Correlations among variables do cluster in meaningful ways:
- The red box (upper 3×3 block) exhibits negative correlations, to be expected as the three measures (self, family, government) compete for selection; when one is chosen, the others are not.
- OECD membership served as a cursory measure of wealth, but a more precise measure is attained by moving from a binary to a continuous measure. The median GDP.K.cap equals $5.1 for non-OECD countries, compared to $40.8 for OECD countries.
- Across the 21 countries, responses to the question: “Who should bear the greatest responsibility for the elderly?” seem to be positively associated with self-funding, uncorrelated with government funding, and negatively correlated with family-funding.
- The same three tendencies hold, but become stronger, when responses to the question are paired with Age65 and GDP.K.cap.
- Responses to the question “Is aging a major problem in your country?” are positively correlated (+0.57) with Aged65.
- Wealthier countries have a higher concentration of elderly (+0.79).
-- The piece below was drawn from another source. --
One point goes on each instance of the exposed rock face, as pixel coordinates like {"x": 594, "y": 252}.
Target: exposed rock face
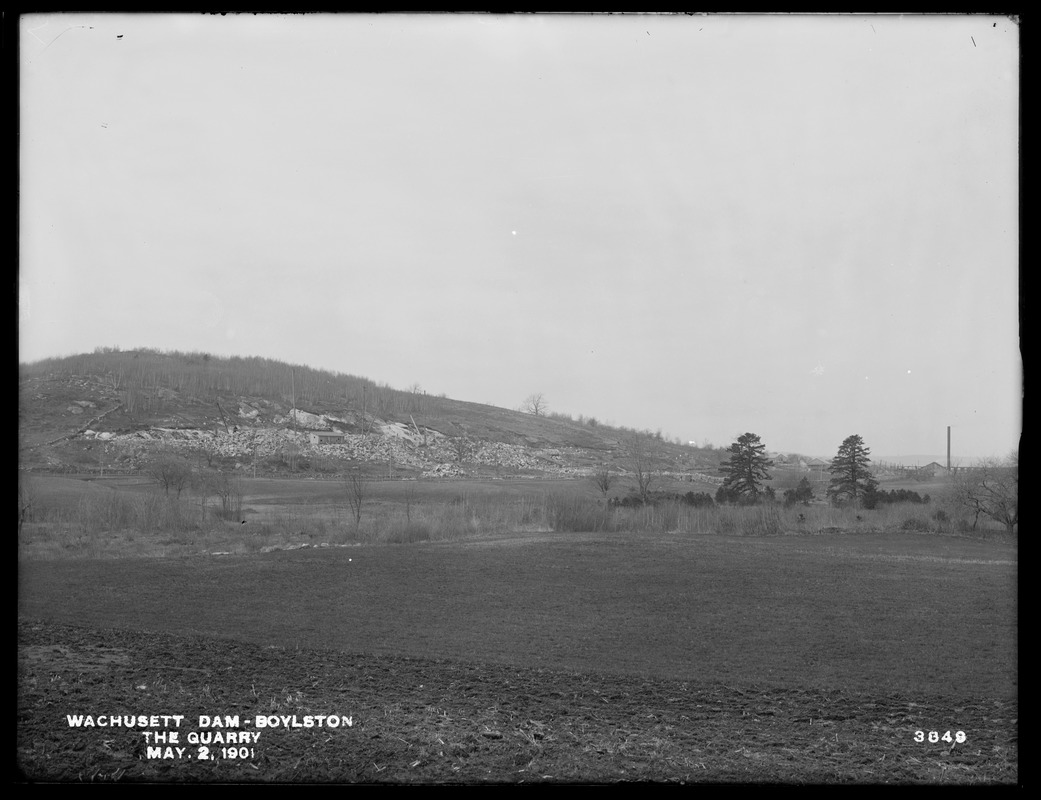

We conclude by looking at two specific questions. First: “Is perception of a funding problem for the aged related to country wealth?”. As shown in Figure 4, the non-OECD countries have comparatively low measures of GDP.K.cap, but most tend to agree with most OECD countries. The proportion answering in the affirmative is below 50% for all but one non-OECD country (China at 67%) and four OECD countries (Japan at 87%, South Korea at 79%, Germany at 55%, and Spain at 52%). The display makes clear the extent to which positive U.S. view is an outlier. Let’s hope it lesrns to “bend the curve” as well with the coronavirus!
Second: “Is perception of a funding problem for the aged related to the proportion that resond in affirmative that primary funding source for the aged is self-funding?”. As can be discerned from Figure 5, there is an upward-sloping, somewhat linear relationship, distorted by two high outliers (Japan and South Korea) and one very low outlier (the U.S.). Regardless of functional form, most respondents from OECD countries (other than the U.S.) tended to be more likely to view self-funding as the primary obligation for the economic well-being of the elderly.
In conclusion …
News networks and mass media in the U.S. seem at times to obsess on the coming retirement crisis. However, this comparative analysis of perspectives across an (unfortunately) small sample of countries suggests that Americans are not as concerned as those in other countries. This finding reinforces other survey research, such as the Marketwatch report that “while 54% of retirees fear America faces a retirement crisis, only 4% of retirees describe their own situation that way”.
There are reasons for optimism, especially for those who plan ahead.
— Jerry Platt, Ph.D., Emeritus Professor of Finance, San Francisco State U.